“Esse seminário é um convite para que possamos estudar os nossos ancestrais intelectuais passados, presentes e futuros, tanto da ‘Mãe África’, como de sua diáspora”. Com essas palavras, o professor congolês Kabengele Munanga abriu, nesta terça-feira (1º), na Reitoria da Universidade Federal da Bahia (Ufba), o ‘I Seminário Internacional de Herança Intelectual Africana: outra dimensão histórico-cultural’.

Promovido pela Secretaria da Educação do Estado da Bahia, o evento segue até sexta (4) simultaneamente na Reitoria da Ufba, no auditório da Universidade do Estado da Bahia (Uneb) e na Biblioteca Pública, nos Barris.

Como parte do Programa Educar para Transformar – um Pacto pela Educação, o seminário tem o objetivo de contribuir para a organização do trabalho pedagógico dos professores em torno dos temas de ‘História’ e ‘Cultura Africana e Afro-Brasileira’. Outro propósito é apresentar os resultados dos trabalhos já desenvolvidos sobre herança cultural africana, incentivar mais pesquisas referentes à temática e permitir acesso a conteúdos relativos à contribuição dos povos africanos.

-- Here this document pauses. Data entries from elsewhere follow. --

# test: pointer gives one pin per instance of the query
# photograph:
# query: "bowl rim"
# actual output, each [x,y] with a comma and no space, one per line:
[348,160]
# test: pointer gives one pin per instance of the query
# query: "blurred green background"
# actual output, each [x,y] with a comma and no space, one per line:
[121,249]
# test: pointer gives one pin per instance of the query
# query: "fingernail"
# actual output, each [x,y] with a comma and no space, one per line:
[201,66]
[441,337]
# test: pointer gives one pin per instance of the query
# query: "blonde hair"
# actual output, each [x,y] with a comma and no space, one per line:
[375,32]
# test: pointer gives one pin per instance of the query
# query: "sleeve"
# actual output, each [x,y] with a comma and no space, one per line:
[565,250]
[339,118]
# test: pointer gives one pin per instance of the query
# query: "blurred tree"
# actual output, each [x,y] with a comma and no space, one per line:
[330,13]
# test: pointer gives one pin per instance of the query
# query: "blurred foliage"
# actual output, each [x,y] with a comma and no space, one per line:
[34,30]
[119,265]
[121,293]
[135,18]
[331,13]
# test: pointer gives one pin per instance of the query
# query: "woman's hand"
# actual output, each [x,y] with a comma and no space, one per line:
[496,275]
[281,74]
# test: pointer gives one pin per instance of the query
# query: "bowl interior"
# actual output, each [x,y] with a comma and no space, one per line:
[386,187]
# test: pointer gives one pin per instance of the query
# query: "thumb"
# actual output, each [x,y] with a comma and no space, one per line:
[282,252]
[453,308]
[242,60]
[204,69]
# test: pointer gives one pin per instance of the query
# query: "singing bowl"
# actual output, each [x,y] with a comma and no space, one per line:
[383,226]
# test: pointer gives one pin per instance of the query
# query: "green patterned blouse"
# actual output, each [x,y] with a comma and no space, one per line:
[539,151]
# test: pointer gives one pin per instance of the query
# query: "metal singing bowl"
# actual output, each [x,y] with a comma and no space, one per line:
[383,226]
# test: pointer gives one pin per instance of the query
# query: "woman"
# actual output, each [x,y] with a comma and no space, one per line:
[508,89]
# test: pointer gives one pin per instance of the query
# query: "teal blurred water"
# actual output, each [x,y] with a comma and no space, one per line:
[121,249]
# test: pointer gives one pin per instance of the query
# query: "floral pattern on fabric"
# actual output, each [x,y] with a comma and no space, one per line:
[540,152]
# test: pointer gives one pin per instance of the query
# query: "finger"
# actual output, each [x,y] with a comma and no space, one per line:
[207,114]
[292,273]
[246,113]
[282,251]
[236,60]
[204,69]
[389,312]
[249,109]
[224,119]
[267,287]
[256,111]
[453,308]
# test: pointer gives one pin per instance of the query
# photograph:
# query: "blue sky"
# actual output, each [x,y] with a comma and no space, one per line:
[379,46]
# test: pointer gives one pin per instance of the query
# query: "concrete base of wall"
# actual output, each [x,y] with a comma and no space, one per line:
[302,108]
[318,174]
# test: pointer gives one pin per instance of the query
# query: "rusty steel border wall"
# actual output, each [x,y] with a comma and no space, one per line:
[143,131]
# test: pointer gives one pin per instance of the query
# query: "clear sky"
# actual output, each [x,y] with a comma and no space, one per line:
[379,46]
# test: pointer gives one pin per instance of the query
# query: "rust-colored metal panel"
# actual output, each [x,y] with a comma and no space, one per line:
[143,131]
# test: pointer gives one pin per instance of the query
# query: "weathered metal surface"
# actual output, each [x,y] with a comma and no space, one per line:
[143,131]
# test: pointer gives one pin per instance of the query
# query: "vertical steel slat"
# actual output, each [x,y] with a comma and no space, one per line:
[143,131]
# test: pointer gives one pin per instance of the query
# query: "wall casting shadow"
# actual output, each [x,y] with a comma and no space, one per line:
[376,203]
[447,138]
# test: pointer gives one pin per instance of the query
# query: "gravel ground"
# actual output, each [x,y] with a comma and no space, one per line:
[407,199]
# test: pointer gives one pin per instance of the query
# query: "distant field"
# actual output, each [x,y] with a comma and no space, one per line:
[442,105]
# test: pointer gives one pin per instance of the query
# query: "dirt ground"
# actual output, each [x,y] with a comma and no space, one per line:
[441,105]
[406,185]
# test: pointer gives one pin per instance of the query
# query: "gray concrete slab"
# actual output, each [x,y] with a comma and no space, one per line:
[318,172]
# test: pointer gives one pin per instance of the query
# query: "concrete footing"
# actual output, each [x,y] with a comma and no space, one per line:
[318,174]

O coordenador de Políticas da Educação Superior, Flávio Gonçalves, que esteve no evento representando a Secretaria da Educação do Estado, ressaltou que as civilizações africanas deram à humanidade contribuições indiscutíveis no campo da Engenharia, Medicina, Astronomia, Agricultura e artes. “Para discutir a forma de recuperar e tornar evidente o legado deste continente é que o seminário constitui uma forma de pensar estratégias para realçar os contornos de uma África histórica, com seu justo lugar na evolução do pensamento humano”.

Cultura

Na Biblioteca Pública do Estado da Bahia, uma mesa-redonda, mediada pela doutora em História, Laila Brichta, discute a contribuição africana na cultura. A mesa, composta pela cineasta Isabel Noronha, o artista plástico Rodrigo Gozali e o músico Negro Frizza, debateu o tema ‘Literatura, Cinema, Música e Artes Plásticas: a contribuição africana à estética contemporânea’.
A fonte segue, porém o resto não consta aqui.